Hello,
I am trying to identify the insert loci and copy number of a transgenic expression cassette in a yeast. The cassette contains my gene of interest with a proprietary promoter and a marker. I have a tried and true workflow for use with Illumina short reads i.e. align reads to reference+cassette, call variants, compare coverages for copy number and identify SVs for insert locus, but now I want to use ONT long reads to generate a de-novo assembly which actually contains the cassette inserts.
Here's what I know from short read analysis: there are two suspected insert loci based on SV analysis, and I believe the cassette inserted itself several times back-to-back at each locus based on comparison of coverage at the marker gene vs. surrounding coverage along the rest of the chromosome when aligned to the chromosome-level reference genome. However, the exact copy number at each locus remains uncertain.
I created a de-novo assembly with Flye, and although it does successfully assemble the cassette, it is only present within its own scaffold that spans its length, and does not integrate into any of the larger scaffolds. I tried generating several assemblies experimenting with various parameters within Flye and got the same results, with some assemblies omitting the cassette entirely.
My suspicion as to why this is happening is that the average read length in my ONT library is ~3Kbp, while the total length of the cassette is ~4.4Kbp. So, because there are multiple true inserts densely crowded around one another, and the average ONT read is shorter than the length of the cassette, I suspect the assembler is unable to resolve the reads that span across the breakends of the inserts as they appear to conflict with one another, thus making it impossible for the assembler to tell that there are multiple copies and/or in what order they exist, so it just assembles one copy into its own scaffold and calls it a day...

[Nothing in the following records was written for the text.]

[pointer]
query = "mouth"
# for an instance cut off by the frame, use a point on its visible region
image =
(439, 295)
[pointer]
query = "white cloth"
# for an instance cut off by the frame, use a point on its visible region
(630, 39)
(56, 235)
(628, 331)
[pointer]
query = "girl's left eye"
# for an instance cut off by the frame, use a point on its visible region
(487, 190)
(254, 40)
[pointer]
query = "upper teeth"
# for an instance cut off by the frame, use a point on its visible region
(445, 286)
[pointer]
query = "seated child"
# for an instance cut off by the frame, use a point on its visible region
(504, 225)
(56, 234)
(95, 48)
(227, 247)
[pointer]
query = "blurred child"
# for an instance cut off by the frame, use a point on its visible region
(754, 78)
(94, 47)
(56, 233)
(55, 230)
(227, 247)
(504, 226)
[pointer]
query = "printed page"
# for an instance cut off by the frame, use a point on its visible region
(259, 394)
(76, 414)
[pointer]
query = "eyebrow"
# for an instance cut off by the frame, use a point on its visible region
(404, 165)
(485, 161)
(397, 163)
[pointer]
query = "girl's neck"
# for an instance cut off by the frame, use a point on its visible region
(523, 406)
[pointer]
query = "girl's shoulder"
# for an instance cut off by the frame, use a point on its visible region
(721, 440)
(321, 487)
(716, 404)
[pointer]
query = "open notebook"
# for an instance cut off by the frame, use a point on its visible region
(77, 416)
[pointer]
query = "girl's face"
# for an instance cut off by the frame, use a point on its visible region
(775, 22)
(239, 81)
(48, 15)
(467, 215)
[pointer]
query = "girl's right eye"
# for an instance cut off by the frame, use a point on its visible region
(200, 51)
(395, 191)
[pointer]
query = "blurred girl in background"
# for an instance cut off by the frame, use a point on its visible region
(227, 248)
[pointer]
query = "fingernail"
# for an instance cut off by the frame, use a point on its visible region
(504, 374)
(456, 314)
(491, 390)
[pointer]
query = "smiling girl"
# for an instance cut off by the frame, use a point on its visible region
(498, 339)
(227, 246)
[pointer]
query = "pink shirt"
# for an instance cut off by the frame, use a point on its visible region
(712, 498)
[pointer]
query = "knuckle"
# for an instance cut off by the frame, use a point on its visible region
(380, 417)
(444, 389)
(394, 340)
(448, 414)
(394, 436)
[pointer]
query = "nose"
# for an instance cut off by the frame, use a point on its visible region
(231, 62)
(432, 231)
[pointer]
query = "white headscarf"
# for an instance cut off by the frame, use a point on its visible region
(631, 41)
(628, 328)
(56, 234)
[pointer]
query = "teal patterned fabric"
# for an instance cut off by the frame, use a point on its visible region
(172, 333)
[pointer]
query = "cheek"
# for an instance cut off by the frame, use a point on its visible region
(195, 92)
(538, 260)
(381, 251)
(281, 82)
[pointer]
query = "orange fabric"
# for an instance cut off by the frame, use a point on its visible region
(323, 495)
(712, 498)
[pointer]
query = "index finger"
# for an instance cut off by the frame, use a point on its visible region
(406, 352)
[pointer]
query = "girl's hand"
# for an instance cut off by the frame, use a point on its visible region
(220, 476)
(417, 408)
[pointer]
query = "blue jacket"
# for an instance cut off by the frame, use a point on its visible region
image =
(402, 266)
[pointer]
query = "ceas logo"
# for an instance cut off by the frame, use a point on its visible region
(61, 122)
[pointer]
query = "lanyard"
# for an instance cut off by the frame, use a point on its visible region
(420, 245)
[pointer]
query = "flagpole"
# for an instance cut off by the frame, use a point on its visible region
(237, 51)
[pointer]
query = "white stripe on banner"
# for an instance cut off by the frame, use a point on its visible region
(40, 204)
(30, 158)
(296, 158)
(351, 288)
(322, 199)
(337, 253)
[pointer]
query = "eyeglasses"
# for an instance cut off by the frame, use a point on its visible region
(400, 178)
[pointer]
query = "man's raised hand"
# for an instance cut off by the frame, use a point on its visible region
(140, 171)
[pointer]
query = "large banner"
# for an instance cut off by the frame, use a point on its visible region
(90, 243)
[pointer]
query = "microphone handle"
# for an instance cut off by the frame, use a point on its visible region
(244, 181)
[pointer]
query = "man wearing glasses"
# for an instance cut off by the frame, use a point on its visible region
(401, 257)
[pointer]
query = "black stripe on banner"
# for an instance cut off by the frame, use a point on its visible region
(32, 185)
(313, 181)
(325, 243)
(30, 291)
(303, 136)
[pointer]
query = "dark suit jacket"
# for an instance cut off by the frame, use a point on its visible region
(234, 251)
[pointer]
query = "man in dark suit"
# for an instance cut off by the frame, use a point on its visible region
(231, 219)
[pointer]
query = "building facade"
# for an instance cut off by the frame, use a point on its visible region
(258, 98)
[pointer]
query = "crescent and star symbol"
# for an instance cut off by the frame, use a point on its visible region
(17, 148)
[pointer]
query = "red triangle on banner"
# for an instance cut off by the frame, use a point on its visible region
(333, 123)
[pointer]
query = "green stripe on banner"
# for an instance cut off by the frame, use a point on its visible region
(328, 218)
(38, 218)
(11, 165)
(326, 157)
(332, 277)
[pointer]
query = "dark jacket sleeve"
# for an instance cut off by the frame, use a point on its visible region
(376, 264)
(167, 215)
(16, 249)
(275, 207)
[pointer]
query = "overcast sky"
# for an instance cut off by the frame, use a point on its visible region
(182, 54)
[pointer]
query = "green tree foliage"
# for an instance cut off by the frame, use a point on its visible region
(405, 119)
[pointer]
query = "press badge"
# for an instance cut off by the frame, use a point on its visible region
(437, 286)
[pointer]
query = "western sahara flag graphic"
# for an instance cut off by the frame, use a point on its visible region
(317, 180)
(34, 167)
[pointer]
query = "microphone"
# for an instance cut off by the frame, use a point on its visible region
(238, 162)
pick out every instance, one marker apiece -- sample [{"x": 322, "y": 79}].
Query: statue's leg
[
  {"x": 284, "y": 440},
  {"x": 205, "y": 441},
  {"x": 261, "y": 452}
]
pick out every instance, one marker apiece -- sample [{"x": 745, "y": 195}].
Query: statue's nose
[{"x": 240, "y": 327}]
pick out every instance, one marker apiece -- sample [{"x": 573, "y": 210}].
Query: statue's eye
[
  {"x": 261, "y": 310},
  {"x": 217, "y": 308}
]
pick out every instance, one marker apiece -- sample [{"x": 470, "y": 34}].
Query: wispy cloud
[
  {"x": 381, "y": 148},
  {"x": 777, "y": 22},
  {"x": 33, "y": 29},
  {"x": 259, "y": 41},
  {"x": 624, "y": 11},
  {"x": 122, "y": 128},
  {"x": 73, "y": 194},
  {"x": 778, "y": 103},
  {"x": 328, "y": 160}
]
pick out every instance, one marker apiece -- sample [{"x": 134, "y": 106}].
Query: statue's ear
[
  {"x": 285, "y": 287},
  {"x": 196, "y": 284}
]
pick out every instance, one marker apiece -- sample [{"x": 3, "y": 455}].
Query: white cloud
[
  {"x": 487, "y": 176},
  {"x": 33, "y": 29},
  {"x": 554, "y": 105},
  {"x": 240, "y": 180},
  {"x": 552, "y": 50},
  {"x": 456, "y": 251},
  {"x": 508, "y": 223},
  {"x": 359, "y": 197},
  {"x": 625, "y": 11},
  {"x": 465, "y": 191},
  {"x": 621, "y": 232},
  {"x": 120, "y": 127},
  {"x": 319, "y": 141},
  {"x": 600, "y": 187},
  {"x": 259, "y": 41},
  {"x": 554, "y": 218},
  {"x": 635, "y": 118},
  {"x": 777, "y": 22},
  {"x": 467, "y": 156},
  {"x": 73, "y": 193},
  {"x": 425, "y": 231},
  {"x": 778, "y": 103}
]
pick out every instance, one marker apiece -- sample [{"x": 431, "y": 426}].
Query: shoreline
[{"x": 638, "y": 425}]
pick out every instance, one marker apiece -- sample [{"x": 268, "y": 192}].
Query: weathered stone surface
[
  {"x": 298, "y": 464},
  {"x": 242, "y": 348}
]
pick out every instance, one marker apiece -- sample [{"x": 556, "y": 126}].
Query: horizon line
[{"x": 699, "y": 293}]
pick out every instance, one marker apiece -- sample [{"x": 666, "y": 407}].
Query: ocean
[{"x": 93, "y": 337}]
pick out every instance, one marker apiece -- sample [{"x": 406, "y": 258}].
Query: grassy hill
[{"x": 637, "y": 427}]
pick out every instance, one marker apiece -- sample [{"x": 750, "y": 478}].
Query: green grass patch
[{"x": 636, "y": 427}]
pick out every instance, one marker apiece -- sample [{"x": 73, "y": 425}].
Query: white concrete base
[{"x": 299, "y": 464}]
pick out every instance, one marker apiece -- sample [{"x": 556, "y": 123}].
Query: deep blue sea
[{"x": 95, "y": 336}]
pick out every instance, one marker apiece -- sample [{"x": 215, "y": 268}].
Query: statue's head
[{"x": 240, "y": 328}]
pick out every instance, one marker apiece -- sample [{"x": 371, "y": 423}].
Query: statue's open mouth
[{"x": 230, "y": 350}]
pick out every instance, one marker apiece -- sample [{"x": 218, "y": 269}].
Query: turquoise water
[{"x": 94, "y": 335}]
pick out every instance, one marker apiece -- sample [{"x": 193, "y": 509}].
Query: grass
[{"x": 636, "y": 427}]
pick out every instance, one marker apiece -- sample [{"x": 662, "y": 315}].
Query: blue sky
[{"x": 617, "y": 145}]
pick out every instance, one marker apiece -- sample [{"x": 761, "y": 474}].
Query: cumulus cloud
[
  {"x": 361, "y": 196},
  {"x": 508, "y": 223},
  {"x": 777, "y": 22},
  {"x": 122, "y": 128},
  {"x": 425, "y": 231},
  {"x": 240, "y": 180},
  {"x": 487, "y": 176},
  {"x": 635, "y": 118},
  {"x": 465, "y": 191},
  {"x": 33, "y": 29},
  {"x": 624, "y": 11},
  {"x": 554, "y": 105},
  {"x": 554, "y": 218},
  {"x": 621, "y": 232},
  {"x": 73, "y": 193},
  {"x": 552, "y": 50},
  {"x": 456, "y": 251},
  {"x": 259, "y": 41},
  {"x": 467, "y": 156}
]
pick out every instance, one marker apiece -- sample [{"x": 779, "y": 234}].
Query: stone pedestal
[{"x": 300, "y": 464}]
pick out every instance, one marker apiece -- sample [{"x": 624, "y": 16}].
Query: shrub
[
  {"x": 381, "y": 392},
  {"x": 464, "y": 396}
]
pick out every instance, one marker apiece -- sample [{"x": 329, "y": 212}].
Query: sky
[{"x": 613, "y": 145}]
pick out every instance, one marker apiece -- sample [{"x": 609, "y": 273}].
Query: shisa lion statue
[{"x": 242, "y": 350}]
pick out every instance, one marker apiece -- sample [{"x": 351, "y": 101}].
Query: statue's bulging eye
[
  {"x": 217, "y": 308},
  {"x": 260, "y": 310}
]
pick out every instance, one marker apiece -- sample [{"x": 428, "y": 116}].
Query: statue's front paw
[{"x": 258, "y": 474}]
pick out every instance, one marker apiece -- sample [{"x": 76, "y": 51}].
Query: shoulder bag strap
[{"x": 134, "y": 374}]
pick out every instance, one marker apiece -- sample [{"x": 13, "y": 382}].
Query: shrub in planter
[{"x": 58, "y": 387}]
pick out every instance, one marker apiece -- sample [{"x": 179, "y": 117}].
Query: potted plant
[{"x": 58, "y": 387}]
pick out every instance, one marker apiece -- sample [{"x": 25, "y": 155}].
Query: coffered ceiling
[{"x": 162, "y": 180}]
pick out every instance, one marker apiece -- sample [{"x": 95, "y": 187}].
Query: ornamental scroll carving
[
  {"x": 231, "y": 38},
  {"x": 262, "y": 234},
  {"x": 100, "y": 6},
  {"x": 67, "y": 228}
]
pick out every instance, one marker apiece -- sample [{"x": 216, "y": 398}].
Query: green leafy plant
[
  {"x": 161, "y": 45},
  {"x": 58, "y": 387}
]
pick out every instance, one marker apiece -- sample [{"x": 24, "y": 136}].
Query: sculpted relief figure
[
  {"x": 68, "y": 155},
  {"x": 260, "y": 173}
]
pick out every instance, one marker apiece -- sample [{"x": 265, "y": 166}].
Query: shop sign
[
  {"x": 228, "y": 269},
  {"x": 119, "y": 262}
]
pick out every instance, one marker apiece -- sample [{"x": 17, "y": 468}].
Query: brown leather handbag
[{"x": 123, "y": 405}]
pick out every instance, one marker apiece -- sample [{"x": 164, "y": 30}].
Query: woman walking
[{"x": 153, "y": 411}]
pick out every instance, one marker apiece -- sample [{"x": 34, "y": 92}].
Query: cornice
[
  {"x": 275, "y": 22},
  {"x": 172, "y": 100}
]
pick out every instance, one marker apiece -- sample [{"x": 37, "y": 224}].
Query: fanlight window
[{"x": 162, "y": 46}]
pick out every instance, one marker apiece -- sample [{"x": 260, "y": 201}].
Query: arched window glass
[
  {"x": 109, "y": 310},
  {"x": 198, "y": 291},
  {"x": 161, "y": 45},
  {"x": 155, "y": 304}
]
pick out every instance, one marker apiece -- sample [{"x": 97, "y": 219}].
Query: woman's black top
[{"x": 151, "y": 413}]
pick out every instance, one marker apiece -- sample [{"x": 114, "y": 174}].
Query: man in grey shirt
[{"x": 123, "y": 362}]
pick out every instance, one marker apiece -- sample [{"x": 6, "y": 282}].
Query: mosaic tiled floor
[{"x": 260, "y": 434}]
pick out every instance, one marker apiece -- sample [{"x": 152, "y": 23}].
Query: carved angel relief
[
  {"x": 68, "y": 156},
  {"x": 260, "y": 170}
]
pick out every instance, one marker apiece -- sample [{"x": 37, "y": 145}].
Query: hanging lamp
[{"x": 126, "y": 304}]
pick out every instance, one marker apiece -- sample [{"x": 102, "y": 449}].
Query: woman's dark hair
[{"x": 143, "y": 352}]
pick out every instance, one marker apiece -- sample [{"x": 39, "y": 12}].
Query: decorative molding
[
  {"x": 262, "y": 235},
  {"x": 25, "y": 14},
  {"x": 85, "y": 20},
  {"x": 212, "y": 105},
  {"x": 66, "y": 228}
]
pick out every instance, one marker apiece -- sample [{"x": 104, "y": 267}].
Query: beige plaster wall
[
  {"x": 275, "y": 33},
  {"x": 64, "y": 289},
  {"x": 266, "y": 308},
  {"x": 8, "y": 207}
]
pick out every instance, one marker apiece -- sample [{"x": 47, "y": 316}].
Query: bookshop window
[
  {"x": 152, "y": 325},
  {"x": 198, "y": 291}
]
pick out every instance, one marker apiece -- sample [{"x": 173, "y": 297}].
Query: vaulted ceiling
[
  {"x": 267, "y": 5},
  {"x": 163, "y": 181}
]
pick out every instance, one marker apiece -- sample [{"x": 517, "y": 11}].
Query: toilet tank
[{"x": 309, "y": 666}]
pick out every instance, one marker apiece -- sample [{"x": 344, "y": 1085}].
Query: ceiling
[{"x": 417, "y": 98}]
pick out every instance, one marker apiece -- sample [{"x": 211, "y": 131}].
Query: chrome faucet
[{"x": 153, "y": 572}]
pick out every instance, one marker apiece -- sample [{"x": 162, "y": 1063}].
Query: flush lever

Does this seem reasonable? Any advice on further steps i.e. gap closing, etc.?
Thanks!
What is the range of read lengths in this dataset? Was this run on a minION or larger flowcell? How many reads are you using for assembly and based on the genome size what was the theoretical fold coverage in the dataset?
Since this is a plain genomic library average ~3kb reads appear to be shorter than what one would expect from well made libraries. Perhaps re-making the libraries with an intent to get much longer reads would save time/effort and offer a clear answer.
Thanks for the prompt response!
The lab that performed the sequencing did note that they saw fragment sizes in the 5kbp range, which did seem somewhat short to them. The shipment was delayed by a day which resulted in the dry ice sublimating and there some degradation, but not enough to significantly hinder the resulting library quality.